The best science fiction is about more than just cool new worlds, wild new technologies, and aliens (though it’s very much about those things too). It’s about politics, economies, the very human condition itself. Just, you know, in a super-exciting way. Science fiction isn’t for a specific kind of person. It’s not “just for nerds.” Science fiction is awesome, and it’s for everyone.I recently read a WIRED article that listed 23* introductory gifts for sci-fi noobs - as the author of the article admits, not a list of the best, but a list of the best places to start. The item on the list were:
David Pierce, WIRED 12.05.15
- Star Wars: The Original Trilogy
- Star Trek: The Next Generation
- Blade Runner
- Snow Crash, by Neal Stephenson (audiobook format)
- Cryptonomicon, by Neal Stephenson
- Dune, by Frank Herbert
- The Windup Girl, by Paolo Bacigalupi
- The Harry Potter series, by J.K. Rowlings
- The Magicians Trilogy, by Lev Grossman
- Ready Player One, by Ernest Cline
- Ancillary Justice, by Ann Leckie
- The X-Files
- Terminator: The Sarah Connor Chronicles
- The Left Hand of Darkness, by Ursula K. LeGuin
- Dark City
- Beasts of the Southern Wild
- Firefly
- The Wool Trilogy, by Hugh Howey
- The Foundation Trilogy, by Isaac Asimov
- The Golem and the Jinni, by Helene Wecker
- Alien and Aliens
- The Martian Chronicles, by Ray Bradbury
- Total Recall
Overall, this list looks like more of a reflection of the author's interests than anything else - which in no way renders it invalid, I think that's how most people would approach this - but it's not what I would think of as a scholarly approach to the topic.

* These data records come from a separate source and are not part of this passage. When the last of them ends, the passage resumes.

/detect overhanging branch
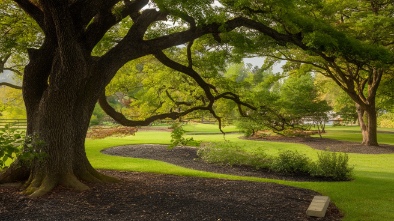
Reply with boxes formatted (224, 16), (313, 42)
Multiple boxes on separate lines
(0, 82), (22, 90)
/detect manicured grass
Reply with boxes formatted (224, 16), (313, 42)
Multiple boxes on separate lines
(86, 126), (394, 221)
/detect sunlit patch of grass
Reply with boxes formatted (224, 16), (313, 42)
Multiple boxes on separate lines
(86, 127), (394, 221)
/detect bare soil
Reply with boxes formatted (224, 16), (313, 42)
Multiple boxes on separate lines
(0, 136), (394, 221)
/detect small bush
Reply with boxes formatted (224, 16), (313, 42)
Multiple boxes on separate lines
(310, 152), (353, 181)
(197, 141), (272, 169)
(169, 122), (201, 149)
(197, 142), (353, 181)
(378, 113), (394, 128)
(270, 151), (310, 174)
(86, 126), (138, 139)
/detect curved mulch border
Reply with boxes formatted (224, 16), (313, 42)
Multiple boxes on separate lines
(0, 171), (342, 221)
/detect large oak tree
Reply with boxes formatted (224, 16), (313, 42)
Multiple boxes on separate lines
(0, 0), (292, 197)
(0, 0), (390, 197)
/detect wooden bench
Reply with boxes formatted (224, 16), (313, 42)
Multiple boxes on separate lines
(306, 196), (330, 217)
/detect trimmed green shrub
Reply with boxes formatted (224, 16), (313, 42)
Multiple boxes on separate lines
(270, 150), (310, 174)
(169, 122), (201, 149)
(310, 152), (353, 181)
(197, 141), (353, 181)
(378, 113), (394, 128)
(197, 141), (272, 169)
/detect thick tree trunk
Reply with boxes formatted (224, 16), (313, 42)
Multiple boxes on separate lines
(0, 42), (115, 197)
(356, 104), (378, 146)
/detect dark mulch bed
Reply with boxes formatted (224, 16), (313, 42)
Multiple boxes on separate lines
(0, 171), (341, 221)
(6, 136), (394, 221)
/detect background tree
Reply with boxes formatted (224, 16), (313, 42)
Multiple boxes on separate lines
(0, 0), (286, 197)
(222, 0), (393, 145)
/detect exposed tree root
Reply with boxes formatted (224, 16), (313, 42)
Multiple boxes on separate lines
(0, 161), (30, 184)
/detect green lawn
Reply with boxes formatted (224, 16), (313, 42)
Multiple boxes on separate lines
(86, 125), (394, 221)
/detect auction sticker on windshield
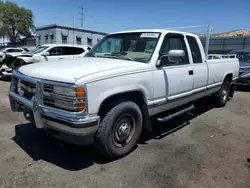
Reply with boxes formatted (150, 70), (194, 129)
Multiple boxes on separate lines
(141, 33), (159, 38)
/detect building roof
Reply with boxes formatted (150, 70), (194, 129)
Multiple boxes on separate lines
(36, 24), (108, 35)
(41, 44), (91, 47)
(111, 29), (195, 36)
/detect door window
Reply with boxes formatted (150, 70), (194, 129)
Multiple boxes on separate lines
(160, 34), (189, 66)
(48, 47), (63, 56)
(73, 47), (85, 55)
(187, 36), (202, 63)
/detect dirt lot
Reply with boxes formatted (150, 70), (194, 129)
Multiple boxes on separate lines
(0, 81), (250, 188)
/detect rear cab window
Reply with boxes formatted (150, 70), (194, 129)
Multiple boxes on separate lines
(187, 36), (202, 63)
(159, 33), (189, 66)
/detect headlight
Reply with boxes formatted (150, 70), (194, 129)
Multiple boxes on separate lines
(43, 84), (86, 112)
(53, 86), (76, 97)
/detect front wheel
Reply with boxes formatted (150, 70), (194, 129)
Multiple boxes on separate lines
(94, 101), (142, 159)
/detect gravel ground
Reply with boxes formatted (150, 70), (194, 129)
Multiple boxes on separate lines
(0, 81), (250, 188)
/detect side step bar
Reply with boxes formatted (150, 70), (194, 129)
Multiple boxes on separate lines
(157, 104), (195, 123)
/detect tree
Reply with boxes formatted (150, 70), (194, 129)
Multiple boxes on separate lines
(0, 0), (35, 44)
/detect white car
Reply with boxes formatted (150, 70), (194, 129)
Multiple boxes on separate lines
(9, 29), (239, 158)
(0, 44), (91, 78)
(0, 47), (28, 62)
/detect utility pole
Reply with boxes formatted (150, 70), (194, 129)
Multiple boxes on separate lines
(79, 4), (84, 27)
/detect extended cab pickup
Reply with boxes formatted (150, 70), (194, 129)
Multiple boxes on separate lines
(9, 30), (239, 158)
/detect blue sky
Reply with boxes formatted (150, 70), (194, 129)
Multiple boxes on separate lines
(3, 0), (250, 33)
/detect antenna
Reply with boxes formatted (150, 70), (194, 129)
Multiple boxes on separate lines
(79, 4), (84, 27)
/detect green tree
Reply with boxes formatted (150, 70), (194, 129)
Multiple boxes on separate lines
(0, 0), (35, 44)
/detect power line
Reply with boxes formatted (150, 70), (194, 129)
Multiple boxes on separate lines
(79, 4), (84, 27)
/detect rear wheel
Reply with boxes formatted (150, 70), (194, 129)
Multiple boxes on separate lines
(215, 80), (230, 107)
(94, 101), (142, 159)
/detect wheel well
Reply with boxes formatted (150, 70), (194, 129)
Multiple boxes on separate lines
(224, 73), (233, 82)
(98, 91), (151, 131)
(98, 91), (145, 116)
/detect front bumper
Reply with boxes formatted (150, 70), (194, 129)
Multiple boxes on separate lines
(9, 72), (100, 144)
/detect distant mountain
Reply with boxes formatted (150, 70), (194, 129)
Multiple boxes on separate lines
(199, 29), (250, 37)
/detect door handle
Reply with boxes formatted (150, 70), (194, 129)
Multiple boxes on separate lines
(188, 70), (194, 75)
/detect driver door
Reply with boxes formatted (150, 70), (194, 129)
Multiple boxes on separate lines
(159, 33), (194, 101)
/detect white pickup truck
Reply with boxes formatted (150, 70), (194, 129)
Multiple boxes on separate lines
(9, 30), (239, 158)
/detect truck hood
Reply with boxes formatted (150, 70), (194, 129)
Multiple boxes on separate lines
(18, 57), (148, 83)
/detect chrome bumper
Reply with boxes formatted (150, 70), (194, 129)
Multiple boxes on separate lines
(9, 72), (100, 144)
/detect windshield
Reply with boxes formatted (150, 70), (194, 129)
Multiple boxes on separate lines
(237, 52), (250, 63)
(87, 32), (160, 63)
(24, 46), (49, 54)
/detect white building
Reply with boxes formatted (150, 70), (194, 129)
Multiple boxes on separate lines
(36, 24), (107, 46)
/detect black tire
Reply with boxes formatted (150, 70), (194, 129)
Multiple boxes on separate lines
(215, 80), (230, 107)
(229, 85), (236, 99)
(94, 101), (142, 160)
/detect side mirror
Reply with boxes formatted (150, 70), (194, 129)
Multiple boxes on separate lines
(43, 52), (50, 56)
(42, 52), (50, 61)
(168, 50), (185, 63)
(156, 50), (185, 67)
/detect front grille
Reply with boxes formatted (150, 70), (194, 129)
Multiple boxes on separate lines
(43, 84), (53, 93)
(17, 79), (36, 100)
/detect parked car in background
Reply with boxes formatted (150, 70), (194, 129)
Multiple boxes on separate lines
(9, 30), (239, 159)
(230, 49), (250, 86)
(0, 47), (28, 62)
(0, 44), (91, 78)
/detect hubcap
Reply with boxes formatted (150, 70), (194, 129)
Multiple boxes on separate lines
(113, 114), (135, 147)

So, although I don't generally approve of lists as a mechanism to generate content**, I've done up a 25-item Science Fiction Starter Pack, which I've tried to base on the accessibility of the material for the neophyte, and a broad representation from the genre. In the interests of keeping it to a more readable length, I'm going to split it between two posts following this one.
- Sid
* Lord knows why 23, maybe they wanted a prime number.
** Which must make me a member of an awfully select club, at least on the Internet.